Your Name

ALL OLINDA REMEMBERED was my name. That’s a lot if you’re the one being named. Of all the names, the thousands of words, the only sound that comes out of her mouth (because she doesn’t complain, sob, groan or moan) is your name. What’s that? And she says your name. Like a stone figure suddenly calling out for you. She rounds her lips. Draws your name. That’s a lot of weight. Like carrying someone on top of you. Not inside or around, but on top of you. Only your name. She could have said anything. She could have howled. I’d have understood that, a howl rising from deep inside her. But no. She says your, my name. All she gives out is my name. A wee-wee, a slight trickle. Droppings, chestnuts, quails’ eggs, balls that get harder and smaller, like the pips of watermelons or morello cherries. Pips of life. You feel like planting them to see if they’ll grow like seeds. Putting them in damp cotton. They might just sprout. Lentils. Finally a few jewels, precious, shiny droppings like ladybirds. Spit, no. All that comes out of her mouth is my name. She eats a beakful, the amount a bird gives to its chick. That’s enough. She shrank.

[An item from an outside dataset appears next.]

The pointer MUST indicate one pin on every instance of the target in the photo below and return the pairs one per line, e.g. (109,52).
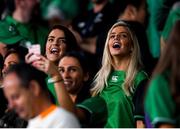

Withered. I could lift her in my arms like a baby. ‘There we go! When you’re better, we’ll count matches. We’ll fill box after box with matches.’ I found her lying on the carpet, bent double, just another geometrical drawing. ‘Leave me here,’ said Olinda on the carpet. ‘I’m popping out for a while.’ This was the last thing she said with any of the old, coherent meaning. After that, only my name. O. She’d say O and I’d use the O to give her something. She keeps going on a beakful. The line of her body. Wee-wee. Jewels. Seed. My name. A circle on her lips, a sigh. So it’s true she, what she was at least, left that day on the carpet.